Our Patrons and Celebrities
Brain tumours kill more children and adults under the age of 40 than any other cancer
Our Patrons and Celebrities are helping us to help you
Using their credibility and stature, they raise valuable awareness, open doors to new opportunities and connections, and help with our fundraising and campaigning activities. They give up their precious time in order to set an example that people can follow.
Of course, and as you can appreciate, these ambassadors are incredibly busy individuals and we are very careful about the amount of times we pull on their generosity.
We ask our patrons and celebrities to get involved in key national events or to act as a spokesperson on our behalf.
Stephen Jones OBE
Stephen lost his friend, pioneering fashion stylist Dizzy Downes, to a brain tumour in 2006. She had battled cancer for three years, enduring surgery and chemotherapy and searching fruitlessly for alternative therapies that might save her life. Stephen now campaigns for Brain Tumour Research, designing an exclusive brooch for the charity’s Wear A Hat Day and supporting its new partnership with retailer Hobbycraft in 2017 with three specially created hats.
“Dizzy showed me that with cancer you just need to get through the day and fashion and dressing up, is a fantastic way to get through the day.”
Stephen Jones OBE talks about his friend, stylist Dizzy Downes, who inspired him to campaign for Brain Tumour Research…
Dizzy was one of the very first stylists. Working with photographers and directors, particularly on TV commercials, she just about invented the business back in the seventies and early eighties. I had met her in 1980, Dizzy had wanted a hat made for an ad and came to me. This was a new idea, having something specially made for a shoot, and I still remember the yellow hat with blue fruit that I created for her.
She became one of my dearest friends and benefactors as I grew my fashion business. We were extremely close. It was around 2003 when Dizzy started to feel unwell. She had been getting bad headaches and went to the doctor, who referred her for tests. A scan revealed a brain tumour. She had surgery but they couldn’t get it all; it came back. Dizzy decided to fight it using everything she could.
It was the early days of the internet and so she searched for ideas and suggestions everywhere. Dizzy had always been a healthy person and now she started eating organic and drinking vegetable juices.
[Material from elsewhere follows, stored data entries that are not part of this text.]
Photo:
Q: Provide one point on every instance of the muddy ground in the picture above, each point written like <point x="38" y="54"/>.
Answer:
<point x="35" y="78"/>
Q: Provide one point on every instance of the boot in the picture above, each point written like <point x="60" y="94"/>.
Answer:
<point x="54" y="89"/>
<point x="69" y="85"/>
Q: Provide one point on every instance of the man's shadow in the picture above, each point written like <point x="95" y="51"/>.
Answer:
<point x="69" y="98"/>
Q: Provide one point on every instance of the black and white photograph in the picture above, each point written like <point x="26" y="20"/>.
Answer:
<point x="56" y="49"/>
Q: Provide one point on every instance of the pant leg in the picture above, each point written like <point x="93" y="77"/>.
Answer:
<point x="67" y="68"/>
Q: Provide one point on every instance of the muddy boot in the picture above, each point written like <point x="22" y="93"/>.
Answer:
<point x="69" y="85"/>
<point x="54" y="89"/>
She even tried alternative therapies abroad; they were very expensive and didn’t really appear to work medically. I do think it all helped improve her quality of life a bit though. If you believe in something and it gives you hope, then it “works”. So many people can’t afford to make those choices so we were aware that she was very lucky. I supported her as much as I could, bringing her home and being there for her.
For three years, I watched my friend slowly ebb away. It feels like a discipline, something you have to do, but also a privilege, to witness someone close to you at the end of their life. It was an extraordinary experience. I learned that it’s not the length of your life that’s important, but the quality. The way you deal with cancer is so important. I remember Dizzy telling me: “I don’t want to die, not quite yet.” We are conditioned to label people and dictate emotional responses. If someone you love is dying then you are supposed to feel sad, yet I was grateful to be able to offer her something special, to be able to care for her as she went through something so awful.
Dizzy was very up and down, the doctors and the internet were saying different things and we were trying to make sense of it all. I saw her at her worst. Cancer touches so many parts of your life, brain tumours even more so. Dizzy needed practical help at home and a friend to accompany her on hospital visits. Simple, tactile things become more important and I used to massage her feet for her. She started losing contact with reality, so we would look at old photos together or I would read her poetry, trying to reach my old friend. Dizzy died ten years ago.
As a milliner, I have always had people coming to me saying that they need a hat because they are losing their hair due to cancer treatment. I’m very experienced with that now and talk to them about wigs and that kind of thing. Dizzy tended to go for turbans. Women find it especially hard, the loss of femininity is difficult to cope with, although there’s much less of a stigma about it now. People understand.
I find the situation with the underfunding of brain tumour research really surprising. It is a delicate balance, I understand that. I would hate to be the person who has to choose which types of cancer research should be funded best. Yet, brain tumours kill more children and adults under the age of 40 than any other cancer, but don’t get anything like the research funding they need. It’s shocking. Whenever I tell people, they can’t believe it.
When Brain Tumour Research originally approached me, I was very ready to support the charity. As I get older, I have become more aware of a sense of responsibility to society and deserving charitable causes. I try to do as much as I can, but this one is personal for me, plus with Wear A Hat Day there’s an obvious connection.
Dizzy showed me that with cancer you just need to get through the day and fashion, dressing up, is a fantastic way to get through the day.